Three weeks ago the court granted Dublin City Council temporary injunctions requiring residents of 100, 101 and 104 Seville Place, in the north inner city, to immediately vacate the properties.
Inspections carried out by senior fire safety officials revealed the three properties, which are divided into flats and bedsits, were in very poor condition and if a fire started it would spread very quickly.
The risk to people living in the buildings is so serious that their continued use for residential purposes should be prohibited until several serious fire safety deficiencies are addressed, the council claims.
The majority of the residents are foreign nationals.
The council sought orders against the owners, Vincent and Catherine Donoghue, and Stephen Tennant of Grant Thornton who was appointed as receiver over the three properties by AIB in October 2016.
Mr Donoghue previously told the court that he has had no control over the properties for almost three years.
At the High Court yesterday Mr Justice Michael Quinn was told by lawyers representing some of the residents affected that they wanted the court to vary the orders so they can stay in their homes.
Joe Jackson, barrister for a number of residents at 101 Seville Place, said some works had been done to the premises, such as fixing smoke detectors and fire alarms.
The building had been assessed by an expert engineer, and it was their case that the rest of the required fire safety works could be carried out without his clients having to vacate their flats, Mr Jackson said.

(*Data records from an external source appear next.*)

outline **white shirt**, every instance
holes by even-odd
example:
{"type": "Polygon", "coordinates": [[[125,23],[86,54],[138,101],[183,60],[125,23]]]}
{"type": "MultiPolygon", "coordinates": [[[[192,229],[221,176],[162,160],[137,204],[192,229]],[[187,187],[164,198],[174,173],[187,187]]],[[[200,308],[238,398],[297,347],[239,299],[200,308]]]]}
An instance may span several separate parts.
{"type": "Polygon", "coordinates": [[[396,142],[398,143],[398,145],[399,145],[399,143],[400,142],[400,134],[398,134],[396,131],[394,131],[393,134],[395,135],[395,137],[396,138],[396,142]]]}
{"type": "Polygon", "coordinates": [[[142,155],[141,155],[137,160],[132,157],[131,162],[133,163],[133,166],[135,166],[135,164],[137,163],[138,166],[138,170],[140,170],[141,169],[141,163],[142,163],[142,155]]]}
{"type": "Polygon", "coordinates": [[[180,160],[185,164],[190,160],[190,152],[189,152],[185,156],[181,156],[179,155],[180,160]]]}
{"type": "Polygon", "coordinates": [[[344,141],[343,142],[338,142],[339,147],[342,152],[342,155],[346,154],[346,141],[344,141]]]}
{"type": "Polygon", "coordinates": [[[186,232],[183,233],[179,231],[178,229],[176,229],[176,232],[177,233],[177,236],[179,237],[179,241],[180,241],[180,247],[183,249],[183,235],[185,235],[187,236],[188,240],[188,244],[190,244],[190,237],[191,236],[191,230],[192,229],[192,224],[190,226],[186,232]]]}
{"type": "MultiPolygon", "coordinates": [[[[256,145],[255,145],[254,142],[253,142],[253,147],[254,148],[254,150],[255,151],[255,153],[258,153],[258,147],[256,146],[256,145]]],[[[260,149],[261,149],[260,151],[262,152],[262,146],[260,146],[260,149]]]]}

The barrister said his clients had rights as tenants of the property and said while the council's motives in seeking the order to vacate the property were genuine it was inadvertently acting as a bailiff for the receiver and clearing the building.
Counsel said the orders rendered his clients homeless, and offers of alternative accommodation from the Dublin Regional Homeless Executive were not acceptable.
However, Joe Jeffers BL, for the receiver, said his client did not accept claims that residents at 101 Seville Place had valid tenancies and said the receiver had not got rent from the properties since 2017.
The court heard solicitor Cahir O'Higgins was taking instructions from residents at 100 and 104, and required time before they could also seek to have the orders varied.
Conleth Bradley SC, for Dublin City Council, said the buildings should be vacated due to ongoing fire safety concerns.
Mr Justice Quinn said the hearing of the applications to vary the orders would take some time and adjourned the matter to a date in early October. The judge ruled that the temporary orders previously granted by the High Court are to remain in place.